Cleaning Data in Data Science | Practical Guide

Here's something nobody tells you before you get into data science: you're gonna spend most of your time cleaning data. Not building cool models. Not making pretty dashboards. Cleaning. The usual estimate is 60-80% of project time goes to data prep. When I first heard that number, I thought it was exaggerated. It's not.

So let's talk about what actually comes up when you're knee-deep in a messy dataset.

Why You Can't Skip This Part

Garbage in, garbage out. Yeah, everybody says it. Doesn't make it less true though.

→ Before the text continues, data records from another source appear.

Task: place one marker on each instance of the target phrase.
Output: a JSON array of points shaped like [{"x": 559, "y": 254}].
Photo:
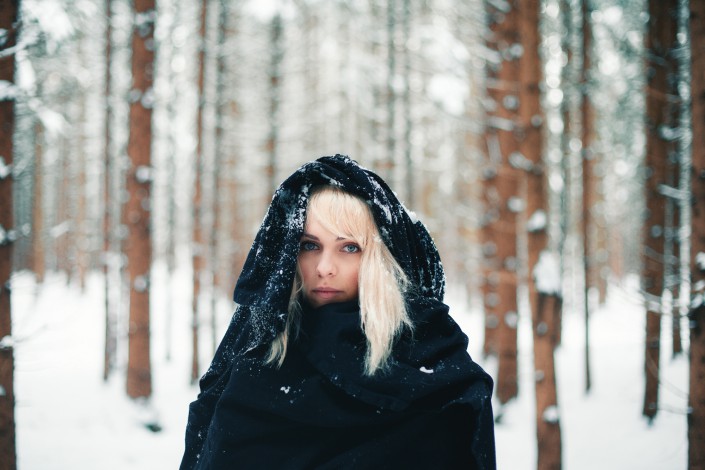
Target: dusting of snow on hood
[{"x": 264, "y": 286}]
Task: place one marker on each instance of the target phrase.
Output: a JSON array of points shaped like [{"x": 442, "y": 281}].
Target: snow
[
  {"x": 547, "y": 273},
  {"x": 68, "y": 418}
]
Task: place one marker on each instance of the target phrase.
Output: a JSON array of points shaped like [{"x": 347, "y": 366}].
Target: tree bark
[
  {"x": 137, "y": 213},
  {"x": 8, "y": 23},
  {"x": 660, "y": 94},
  {"x": 696, "y": 398},
  {"x": 545, "y": 299},
  {"x": 587, "y": 112},
  {"x": 500, "y": 180},
  {"x": 110, "y": 340},
  {"x": 198, "y": 245},
  {"x": 38, "y": 230}
]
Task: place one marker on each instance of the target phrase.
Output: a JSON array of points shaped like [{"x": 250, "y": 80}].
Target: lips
[{"x": 326, "y": 292}]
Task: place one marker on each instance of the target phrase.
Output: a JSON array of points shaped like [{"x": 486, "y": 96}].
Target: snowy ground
[{"x": 68, "y": 418}]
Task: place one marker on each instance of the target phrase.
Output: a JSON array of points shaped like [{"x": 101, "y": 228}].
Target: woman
[{"x": 341, "y": 353}]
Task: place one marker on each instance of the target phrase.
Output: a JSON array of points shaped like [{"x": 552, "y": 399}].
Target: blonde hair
[{"x": 381, "y": 281}]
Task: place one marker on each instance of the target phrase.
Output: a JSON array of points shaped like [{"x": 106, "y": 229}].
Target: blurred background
[{"x": 547, "y": 145}]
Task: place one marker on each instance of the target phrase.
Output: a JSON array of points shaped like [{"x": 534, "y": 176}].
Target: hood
[{"x": 268, "y": 273}]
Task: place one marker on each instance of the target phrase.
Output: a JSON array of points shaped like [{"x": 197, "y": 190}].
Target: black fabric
[{"x": 430, "y": 408}]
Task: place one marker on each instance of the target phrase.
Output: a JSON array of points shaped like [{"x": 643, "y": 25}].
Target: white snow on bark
[
  {"x": 547, "y": 275},
  {"x": 537, "y": 222}
]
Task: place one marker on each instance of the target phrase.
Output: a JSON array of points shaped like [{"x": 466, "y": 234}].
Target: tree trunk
[
  {"x": 110, "y": 346},
  {"x": 38, "y": 230},
  {"x": 588, "y": 178},
  {"x": 544, "y": 295},
  {"x": 137, "y": 213},
  {"x": 500, "y": 180},
  {"x": 660, "y": 96},
  {"x": 198, "y": 245},
  {"x": 8, "y": 23},
  {"x": 277, "y": 55},
  {"x": 696, "y": 398},
  {"x": 218, "y": 174}
]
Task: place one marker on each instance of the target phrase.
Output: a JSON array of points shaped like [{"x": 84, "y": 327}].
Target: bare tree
[
  {"x": 544, "y": 288},
  {"x": 587, "y": 113},
  {"x": 110, "y": 346},
  {"x": 696, "y": 398},
  {"x": 501, "y": 182},
  {"x": 8, "y": 24},
  {"x": 137, "y": 210},
  {"x": 198, "y": 245},
  {"x": 660, "y": 115}
]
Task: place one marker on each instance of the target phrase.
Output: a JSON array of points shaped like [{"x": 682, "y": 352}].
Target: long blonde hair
[{"x": 382, "y": 282}]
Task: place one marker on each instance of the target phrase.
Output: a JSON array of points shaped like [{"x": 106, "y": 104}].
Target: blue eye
[{"x": 308, "y": 246}]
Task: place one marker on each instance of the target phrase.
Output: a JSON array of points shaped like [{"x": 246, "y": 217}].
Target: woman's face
[{"x": 329, "y": 265}]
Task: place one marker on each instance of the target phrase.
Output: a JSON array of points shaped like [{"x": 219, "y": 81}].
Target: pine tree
[
  {"x": 696, "y": 398},
  {"x": 137, "y": 210},
  {"x": 8, "y": 24}
]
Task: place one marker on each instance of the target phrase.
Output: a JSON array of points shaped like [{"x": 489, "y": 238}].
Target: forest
[{"x": 555, "y": 150}]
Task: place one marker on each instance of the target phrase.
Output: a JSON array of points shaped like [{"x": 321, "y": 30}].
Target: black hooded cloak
[{"x": 430, "y": 408}]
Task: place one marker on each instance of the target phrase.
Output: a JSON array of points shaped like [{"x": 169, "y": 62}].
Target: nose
[{"x": 326, "y": 265}]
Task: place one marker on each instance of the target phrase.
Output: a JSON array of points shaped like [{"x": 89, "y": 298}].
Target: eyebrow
[{"x": 313, "y": 237}]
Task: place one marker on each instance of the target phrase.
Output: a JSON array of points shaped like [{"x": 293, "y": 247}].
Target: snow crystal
[
  {"x": 551, "y": 414},
  {"x": 143, "y": 174},
  {"x": 700, "y": 261},
  {"x": 537, "y": 221},
  {"x": 5, "y": 169},
  {"x": 412, "y": 215},
  {"x": 148, "y": 98},
  {"x": 8, "y": 91},
  {"x": 511, "y": 319},
  {"x": 54, "y": 123},
  {"x": 141, "y": 283},
  {"x": 547, "y": 273},
  {"x": 52, "y": 18},
  {"x": 449, "y": 92},
  {"x": 516, "y": 204},
  {"x": 6, "y": 342},
  {"x": 7, "y": 236}
]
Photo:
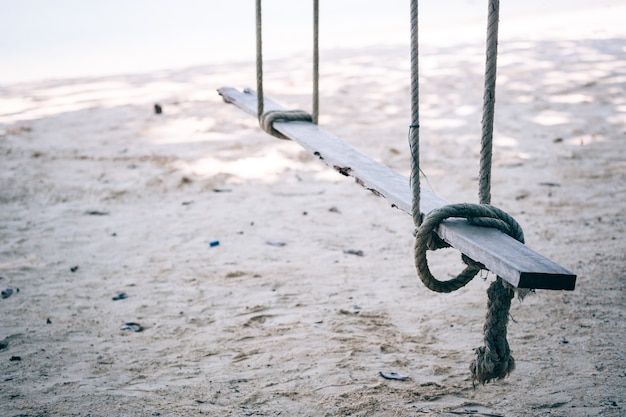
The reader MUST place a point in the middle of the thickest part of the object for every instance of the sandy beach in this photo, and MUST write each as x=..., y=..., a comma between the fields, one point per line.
x=265, y=283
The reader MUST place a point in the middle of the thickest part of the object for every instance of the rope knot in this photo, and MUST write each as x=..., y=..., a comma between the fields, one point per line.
x=267, y=119
x=483, y=215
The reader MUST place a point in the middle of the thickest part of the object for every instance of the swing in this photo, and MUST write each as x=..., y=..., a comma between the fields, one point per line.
x=487, y=237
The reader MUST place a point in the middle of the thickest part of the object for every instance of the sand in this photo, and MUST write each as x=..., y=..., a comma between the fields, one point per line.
x=101, y=196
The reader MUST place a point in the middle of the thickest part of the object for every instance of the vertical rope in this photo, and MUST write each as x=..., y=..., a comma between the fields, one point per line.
x=259, y=60
x=489, y=99
x=414, y=128
x=316, y=60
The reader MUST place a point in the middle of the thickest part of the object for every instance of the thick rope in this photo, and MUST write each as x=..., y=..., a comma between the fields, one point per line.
x=316, y=61
x=267, y=119
x=414, y=128
x=494, y=360
x=426, y=239
x=489, y=99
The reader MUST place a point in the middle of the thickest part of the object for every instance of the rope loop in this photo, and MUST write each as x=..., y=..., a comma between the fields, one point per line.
x=426, y=239
x=267, y=119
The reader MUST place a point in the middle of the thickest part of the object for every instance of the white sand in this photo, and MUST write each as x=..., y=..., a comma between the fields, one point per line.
x=247, y=328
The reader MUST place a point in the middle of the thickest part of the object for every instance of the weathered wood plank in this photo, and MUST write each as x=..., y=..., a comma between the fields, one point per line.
x=501, y=254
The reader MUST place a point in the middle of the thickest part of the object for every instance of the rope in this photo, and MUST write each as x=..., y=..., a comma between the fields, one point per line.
x=267, y=119
x=426, y=239
x=414, y=128
x=494, y=360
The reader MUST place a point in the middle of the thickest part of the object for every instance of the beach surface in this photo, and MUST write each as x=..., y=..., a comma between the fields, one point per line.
x=266, y=283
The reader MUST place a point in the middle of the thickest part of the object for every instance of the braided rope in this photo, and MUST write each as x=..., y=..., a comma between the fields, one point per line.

Train an XGBoost model on dirty data and it'll give you predictions that look really confident and are completely wrong. Missing values crash your pipeline at 2am. Duplicate rows make your accuracy metrics look better than they should. And inconsistent formatting? That's the one that really gets you. Your SQL join returns zero rows and you spend three hours before realizing "United States" and "US" don't match.

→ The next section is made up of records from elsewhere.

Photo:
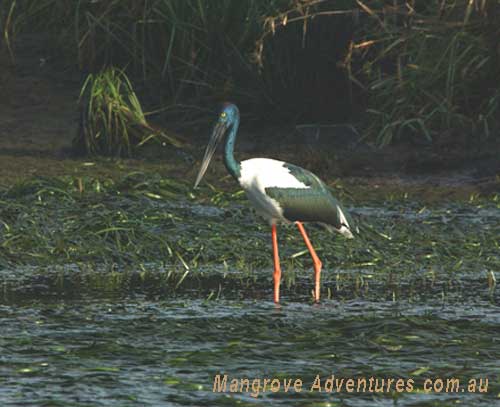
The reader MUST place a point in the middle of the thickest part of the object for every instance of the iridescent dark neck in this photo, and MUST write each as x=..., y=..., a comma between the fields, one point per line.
x=232, y=165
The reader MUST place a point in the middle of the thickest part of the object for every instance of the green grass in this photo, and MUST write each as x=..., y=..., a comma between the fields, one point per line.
x=142, y=221
x=112, y=121
x=427, y=72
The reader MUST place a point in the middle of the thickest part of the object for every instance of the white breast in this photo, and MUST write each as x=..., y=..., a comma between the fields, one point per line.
x=256, y=175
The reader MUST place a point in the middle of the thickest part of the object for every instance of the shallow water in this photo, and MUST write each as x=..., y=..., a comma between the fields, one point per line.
x=138, y=352
x=142, y=302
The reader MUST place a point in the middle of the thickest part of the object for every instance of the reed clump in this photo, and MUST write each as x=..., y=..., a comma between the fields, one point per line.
x=400, y=70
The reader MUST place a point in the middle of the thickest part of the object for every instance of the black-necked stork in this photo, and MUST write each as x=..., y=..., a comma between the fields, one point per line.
x=280, y=192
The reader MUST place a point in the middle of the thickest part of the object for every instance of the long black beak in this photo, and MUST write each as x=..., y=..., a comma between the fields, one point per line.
x=217, y=135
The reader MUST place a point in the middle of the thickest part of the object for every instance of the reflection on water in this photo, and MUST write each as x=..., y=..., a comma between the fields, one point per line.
x=138, y=352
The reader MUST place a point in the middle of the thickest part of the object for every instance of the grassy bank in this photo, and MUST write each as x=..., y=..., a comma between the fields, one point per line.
x=147, y=223
x=398, y=70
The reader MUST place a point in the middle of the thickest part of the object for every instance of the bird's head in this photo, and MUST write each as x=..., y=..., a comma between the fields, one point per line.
x=227, y=117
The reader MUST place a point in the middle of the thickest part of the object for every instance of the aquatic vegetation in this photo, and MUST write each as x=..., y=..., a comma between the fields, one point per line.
x=426, y=72
x=153, y=228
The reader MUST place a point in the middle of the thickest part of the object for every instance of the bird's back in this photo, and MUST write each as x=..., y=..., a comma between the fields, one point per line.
x=282, y=190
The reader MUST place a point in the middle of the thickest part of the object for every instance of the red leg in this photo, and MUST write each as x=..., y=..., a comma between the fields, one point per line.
x=316, y=261
x=277, y=269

Cleaning data in data science isn't the fun part. But if you skip it, nothing else works.

The Stuff You'll Actually Encounter

1. Missing Values

Every. Single. Real. Dataset. Has them.

The question isn't whether you've got missing data. It's what you do about it.

import pandas as pd

df = pd.read_csv('sales_data.csv')

# First, see what's actually missing
print(df.isnull().sum())
print(df.isnull().mean() * 100)  # percentage missing per column

Now you've got choices:

Just drop the rows: df.dropna() — but only if missing data is rare (under 5%) and actually random. If one demographic has way more gaps than another, dropping introduces bias.
Fill with something reasonable: df['price'].fillna(df['price'].median()) — median for numbers, mode for categories. Don't use mean if you've got outliers — it'll pull everything toward the extremes.
Forward or backward fill: df['temp'].fillna(method='ffill') — this makes sense for time series. The last recorded temperature is probably a decent guess for the next missing one.
Flag it and fill: Add a column like df['price_missing'] = df['price'].isnull() before you fill. That way your model can learn from the pattern of what's missing.

Real talk, there's no single right approach here. It depends on WHY the data is missing. Sensor glitched out randomly? Interpolate, probably fine. Survey respondents deliberately skipped a sensitive question? That's a pattern in itself. The missingness IS information.

2. Duplicates

These pop up constantly when you're merging data from multiple sources. Way more common than most people expect.

# How many duplicates?
print(df.duplicated().sum())

# Let me see them
print(df[df.duplicated(keep=False)])

# Get rid of them
df = df.drop_duplicates()

# Or be specific about what counts as a duplicate
df = df.drop_duplicates(subset=['email', 'order_date'], keep='last')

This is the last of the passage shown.